The pressures are also here to stay. That’s true for the short term in other industries, with issues expected to persist through 2022, but particularly for pharma. As the US reports noted, the problems in the pharma industry predate the pandemic and won’t disappear with it. Rather, traditional problems will again come to the fore. The May HHS report, for instance, noted that almost at least 63 per cent of US drug shortages between 2013 and 2017 could be traced back to quality issues.

Finally, of course, the reason to embrace it now is that those who do will gain a competitive advantage – boosting the resilience of their supply chains, keeping investors happy, and being better prepared for legislation and increased regulation when it does come.

Of course, we don’t know exactly what will be required, and some of the proposed solutions require industry-wide or state action or both. The HHS, for instance, calls for better information sharing, integration and standardization across supply chains and to “leverage public-private partnerships to create a shared data infrastructure”.
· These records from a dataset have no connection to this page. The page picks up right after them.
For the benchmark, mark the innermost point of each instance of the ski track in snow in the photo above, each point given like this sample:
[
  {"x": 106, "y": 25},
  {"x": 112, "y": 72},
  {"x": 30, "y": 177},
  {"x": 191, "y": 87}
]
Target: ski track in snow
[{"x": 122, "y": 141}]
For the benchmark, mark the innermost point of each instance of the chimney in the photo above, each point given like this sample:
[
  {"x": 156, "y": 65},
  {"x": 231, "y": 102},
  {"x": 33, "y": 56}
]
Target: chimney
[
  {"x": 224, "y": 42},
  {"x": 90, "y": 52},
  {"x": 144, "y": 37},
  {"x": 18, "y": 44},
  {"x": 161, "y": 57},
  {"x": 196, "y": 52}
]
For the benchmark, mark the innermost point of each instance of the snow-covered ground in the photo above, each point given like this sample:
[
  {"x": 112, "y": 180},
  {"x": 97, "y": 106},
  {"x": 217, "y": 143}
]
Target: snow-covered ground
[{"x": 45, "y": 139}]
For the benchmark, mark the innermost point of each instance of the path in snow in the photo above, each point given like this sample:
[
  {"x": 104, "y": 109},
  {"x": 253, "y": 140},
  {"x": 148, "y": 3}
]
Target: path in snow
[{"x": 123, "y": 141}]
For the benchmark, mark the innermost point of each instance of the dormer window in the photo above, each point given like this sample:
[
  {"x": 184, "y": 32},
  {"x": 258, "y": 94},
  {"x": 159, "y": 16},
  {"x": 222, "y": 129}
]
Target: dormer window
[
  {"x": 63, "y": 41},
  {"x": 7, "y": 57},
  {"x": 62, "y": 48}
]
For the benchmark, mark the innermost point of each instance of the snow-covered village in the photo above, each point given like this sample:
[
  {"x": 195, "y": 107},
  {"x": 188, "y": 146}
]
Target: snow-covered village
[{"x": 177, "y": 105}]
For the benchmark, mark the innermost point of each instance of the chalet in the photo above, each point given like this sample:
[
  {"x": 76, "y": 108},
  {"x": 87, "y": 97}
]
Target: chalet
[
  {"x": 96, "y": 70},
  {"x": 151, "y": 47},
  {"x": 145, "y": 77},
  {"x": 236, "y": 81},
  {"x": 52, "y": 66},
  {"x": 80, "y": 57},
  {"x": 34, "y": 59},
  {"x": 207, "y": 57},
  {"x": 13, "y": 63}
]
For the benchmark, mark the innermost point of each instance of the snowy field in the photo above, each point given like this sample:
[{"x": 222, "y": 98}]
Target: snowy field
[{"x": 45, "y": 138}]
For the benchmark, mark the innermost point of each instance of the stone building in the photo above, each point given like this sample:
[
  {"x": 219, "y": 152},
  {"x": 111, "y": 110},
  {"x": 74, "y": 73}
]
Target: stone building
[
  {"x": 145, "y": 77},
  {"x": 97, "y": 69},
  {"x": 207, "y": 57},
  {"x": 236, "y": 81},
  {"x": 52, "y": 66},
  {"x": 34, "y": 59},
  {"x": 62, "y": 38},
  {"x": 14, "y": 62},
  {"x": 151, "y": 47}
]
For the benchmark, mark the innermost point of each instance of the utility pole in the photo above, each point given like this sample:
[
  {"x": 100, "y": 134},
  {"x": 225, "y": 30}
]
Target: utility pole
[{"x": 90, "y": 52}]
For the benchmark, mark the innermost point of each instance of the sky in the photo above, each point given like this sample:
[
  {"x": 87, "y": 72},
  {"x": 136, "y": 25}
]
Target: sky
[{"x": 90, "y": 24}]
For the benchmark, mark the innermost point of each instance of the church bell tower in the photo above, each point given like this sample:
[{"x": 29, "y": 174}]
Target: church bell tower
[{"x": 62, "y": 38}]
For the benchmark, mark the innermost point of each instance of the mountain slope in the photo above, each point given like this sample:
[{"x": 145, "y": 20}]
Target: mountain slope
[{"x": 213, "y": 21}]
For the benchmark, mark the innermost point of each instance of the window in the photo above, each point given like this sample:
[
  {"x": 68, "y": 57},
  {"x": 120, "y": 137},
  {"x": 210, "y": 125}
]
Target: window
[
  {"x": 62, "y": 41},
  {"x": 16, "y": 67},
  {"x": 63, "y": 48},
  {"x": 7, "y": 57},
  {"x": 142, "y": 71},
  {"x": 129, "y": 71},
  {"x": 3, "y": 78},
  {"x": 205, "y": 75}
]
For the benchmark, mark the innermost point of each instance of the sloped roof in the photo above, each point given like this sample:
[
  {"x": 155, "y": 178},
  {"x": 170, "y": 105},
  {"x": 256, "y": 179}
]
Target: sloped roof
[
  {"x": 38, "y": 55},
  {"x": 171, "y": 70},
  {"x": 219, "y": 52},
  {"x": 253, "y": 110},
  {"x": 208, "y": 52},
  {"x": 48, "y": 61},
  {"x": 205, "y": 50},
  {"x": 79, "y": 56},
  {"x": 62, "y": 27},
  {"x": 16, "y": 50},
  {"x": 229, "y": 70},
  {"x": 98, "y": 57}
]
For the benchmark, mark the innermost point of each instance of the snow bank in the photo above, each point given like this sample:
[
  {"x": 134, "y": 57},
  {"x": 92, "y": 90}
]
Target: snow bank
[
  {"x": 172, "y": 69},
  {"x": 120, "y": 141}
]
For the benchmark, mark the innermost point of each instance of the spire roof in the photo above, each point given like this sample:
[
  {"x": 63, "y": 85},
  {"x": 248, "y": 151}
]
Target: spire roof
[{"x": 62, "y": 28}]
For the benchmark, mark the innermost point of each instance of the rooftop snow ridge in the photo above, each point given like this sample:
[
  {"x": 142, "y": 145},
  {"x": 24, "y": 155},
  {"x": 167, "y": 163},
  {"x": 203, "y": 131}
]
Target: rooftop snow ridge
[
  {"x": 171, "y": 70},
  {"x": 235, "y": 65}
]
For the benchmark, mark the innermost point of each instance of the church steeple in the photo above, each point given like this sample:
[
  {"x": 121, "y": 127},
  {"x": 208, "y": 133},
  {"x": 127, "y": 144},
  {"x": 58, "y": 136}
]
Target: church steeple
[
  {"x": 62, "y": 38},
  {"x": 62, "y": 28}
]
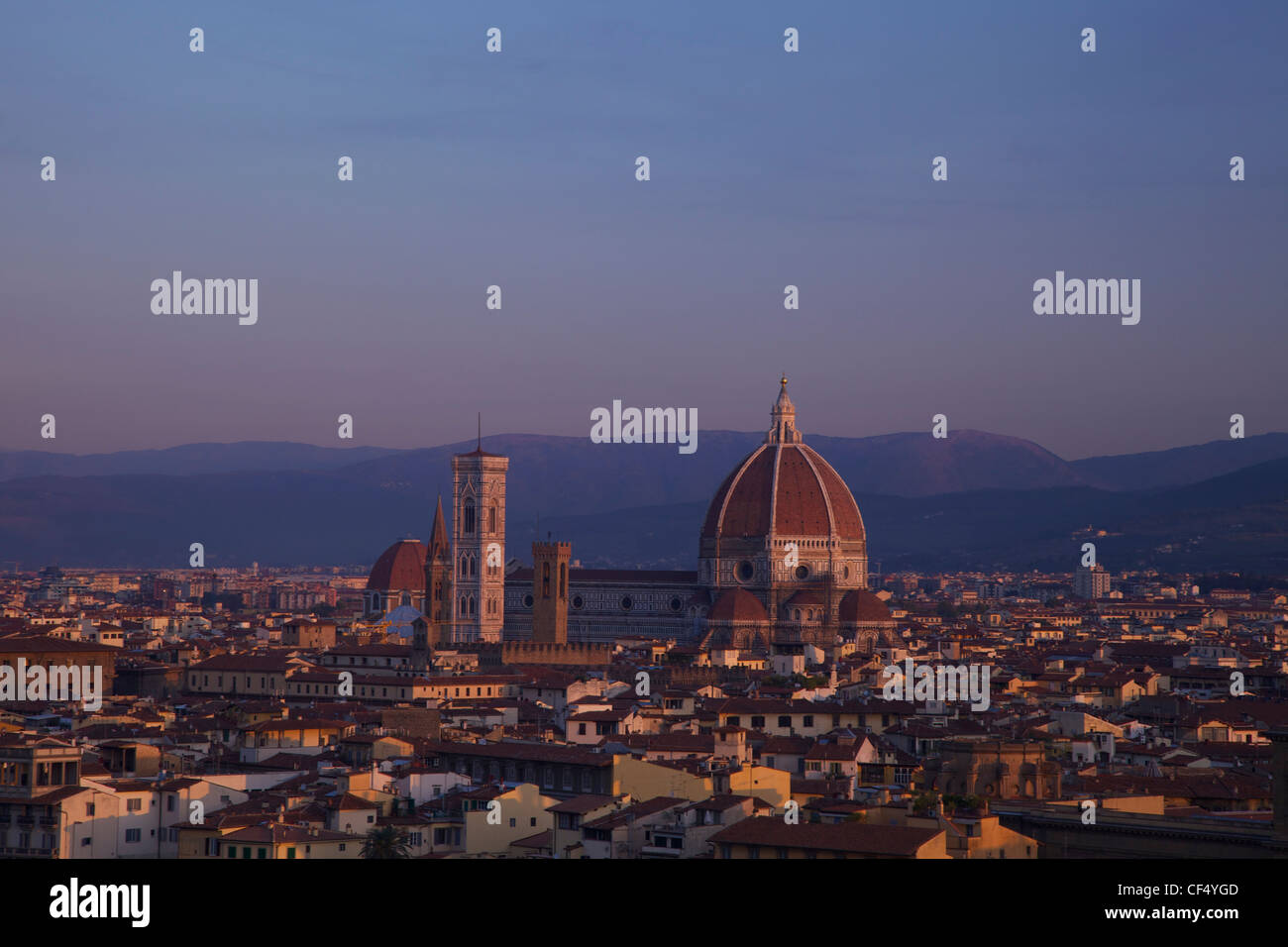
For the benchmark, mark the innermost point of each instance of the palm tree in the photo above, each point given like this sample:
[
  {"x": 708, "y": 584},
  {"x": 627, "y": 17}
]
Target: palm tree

But, even here, there’s value in individual businesses making a start. They can’t, after all, share information and data that they don’t have. SCAIR®can help them capture the information they will need on their suppliers and vulnerabilities. Likewise, the report calls for the development and use of predictive tools and risk assessments. It seems a fair bet they’re going to increasingly expect that from businesses in future.

SCAIR® can help with this: identifying value at risk, calculating potential business interruption losses, estimating the impact of different threat scenarios, and mapping critical supply points, for example.

Regardless of what regulation demands, this is information businesses increasingly can’t do without – and increasing numbers recognise it. The benefits and competitive advantage it brings provide a powerful incentive to embrace it. And for those who take the carrot, there’ll be no need for the stick.